We probably want to do that shortly, since redlinks are "read view" not "edit view". We don't have that toggle yet but need it.

In that patch I'm just changing some regexps to account for the URL query being present.

In the longer term, we should probably switch our URL parsing to a library implementing the URL Standard (https://url.spec.whatwg.org/).

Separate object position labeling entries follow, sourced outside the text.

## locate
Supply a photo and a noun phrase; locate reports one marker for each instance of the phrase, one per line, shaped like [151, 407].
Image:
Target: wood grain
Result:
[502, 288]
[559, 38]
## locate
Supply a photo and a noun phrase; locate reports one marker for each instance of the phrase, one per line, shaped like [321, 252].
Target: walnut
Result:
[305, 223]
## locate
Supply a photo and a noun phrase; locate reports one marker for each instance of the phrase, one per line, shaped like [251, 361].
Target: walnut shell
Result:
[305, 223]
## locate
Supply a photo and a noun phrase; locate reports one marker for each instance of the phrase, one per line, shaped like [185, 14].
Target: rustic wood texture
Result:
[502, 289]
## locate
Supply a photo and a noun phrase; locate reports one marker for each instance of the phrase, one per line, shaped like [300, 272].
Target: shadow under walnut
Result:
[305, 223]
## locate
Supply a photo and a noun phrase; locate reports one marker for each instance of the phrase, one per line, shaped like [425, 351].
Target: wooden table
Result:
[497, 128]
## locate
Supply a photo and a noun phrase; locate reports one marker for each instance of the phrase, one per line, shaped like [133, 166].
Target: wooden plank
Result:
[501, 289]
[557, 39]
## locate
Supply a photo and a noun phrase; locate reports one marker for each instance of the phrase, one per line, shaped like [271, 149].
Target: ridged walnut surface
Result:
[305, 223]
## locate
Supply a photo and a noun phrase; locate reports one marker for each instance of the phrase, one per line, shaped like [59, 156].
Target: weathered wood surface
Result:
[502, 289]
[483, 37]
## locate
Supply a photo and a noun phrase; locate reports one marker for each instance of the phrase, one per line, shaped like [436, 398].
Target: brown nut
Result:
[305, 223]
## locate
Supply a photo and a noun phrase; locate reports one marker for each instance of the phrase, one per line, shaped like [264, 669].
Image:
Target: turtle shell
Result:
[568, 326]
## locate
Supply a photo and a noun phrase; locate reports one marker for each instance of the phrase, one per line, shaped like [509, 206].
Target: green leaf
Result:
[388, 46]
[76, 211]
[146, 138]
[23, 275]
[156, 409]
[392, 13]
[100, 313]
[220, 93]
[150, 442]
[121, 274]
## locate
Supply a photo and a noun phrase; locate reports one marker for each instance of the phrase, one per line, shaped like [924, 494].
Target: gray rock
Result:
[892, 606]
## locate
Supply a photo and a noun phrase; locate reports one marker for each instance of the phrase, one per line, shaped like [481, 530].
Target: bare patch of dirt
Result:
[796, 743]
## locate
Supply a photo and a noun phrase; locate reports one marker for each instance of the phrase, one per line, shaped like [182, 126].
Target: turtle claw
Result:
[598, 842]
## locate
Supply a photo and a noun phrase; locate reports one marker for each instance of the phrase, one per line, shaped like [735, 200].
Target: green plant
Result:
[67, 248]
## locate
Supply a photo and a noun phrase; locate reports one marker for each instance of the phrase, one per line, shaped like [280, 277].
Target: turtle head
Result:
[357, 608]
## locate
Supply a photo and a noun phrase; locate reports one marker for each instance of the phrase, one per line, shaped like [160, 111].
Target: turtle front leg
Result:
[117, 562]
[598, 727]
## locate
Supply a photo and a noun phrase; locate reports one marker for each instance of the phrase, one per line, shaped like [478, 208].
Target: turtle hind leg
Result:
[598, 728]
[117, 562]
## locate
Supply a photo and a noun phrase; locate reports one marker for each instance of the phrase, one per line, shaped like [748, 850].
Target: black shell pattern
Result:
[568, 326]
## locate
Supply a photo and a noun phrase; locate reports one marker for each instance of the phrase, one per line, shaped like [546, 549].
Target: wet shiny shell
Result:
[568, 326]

Here's one that looks promising: https://github.com/esperecyan/url. (I can't promise that we'll actually work on this though.)

UrlUtils::parse(string $url) from core doesn't do what you want?

UrlUtils::parse(string $url) from core doesn't do what you want?

It doesn't handle relative URLs, like ./Foo or /wiki/Foo.

Change 861475 had a related patch set uploaded (by Bartosz Dziewoński; author: Bartosz Dziewoński):

[mediawiki/extensions/DiscussionTools@wmf/1.40.0-wmf.12] Only match article path until first '?' when parsing links

https://gerrit.wikimedia.org/r/861475

Change 861475 merged by jenkins-bot:

[mediawiki/extensions/DiscussionTools@wmf/1.40.0-wmf.12] Only match article path until first '?' when parsing links

https://gerrit.wikimedia.org/r/861475

(I'm resolving the task myself to remove it as a deployment blocker.)

This will still break if the wiki doesn’t use clean URLs (I assume Parsoid can handle that?), as those contain the question mark before the article title, not after it. (For example, on my local wiki, $wgArticlePath is /wiki/index.php?title=$1; a red link would look like /wiki/index.php?title=Foo&action=edit&redlink=1.) Of course, fixing it is not a train blocker, but it should be fixed either here (unresolving this task and removing it as a train blocker) or in a followup task.

The code checks for the 'title' query parameter first (https://gerrit.wikimedia.org/r/c/mediawiki/extensions/DiscussionTools/+/861900/2/includes/CommentUtils.php#484), so I think that case will actually work correctly.

Another thing to be aware of (... which I wasn't up until yesterday): you can have ? in a fragment/anchor. So if you do NOT have a redlink, but you have a ? in your fragment, you'll lose the end of said fragment, I think.

The code checks for the 'title' query parameter first (https://gerrit.wikimedia.org/r/c/mediawiki/extensions/DiscussionTools/+/861900/2/includes/CommentUtils.php#484), so I think that case will actually work correctly.

I see. Yes, I it should work in that case.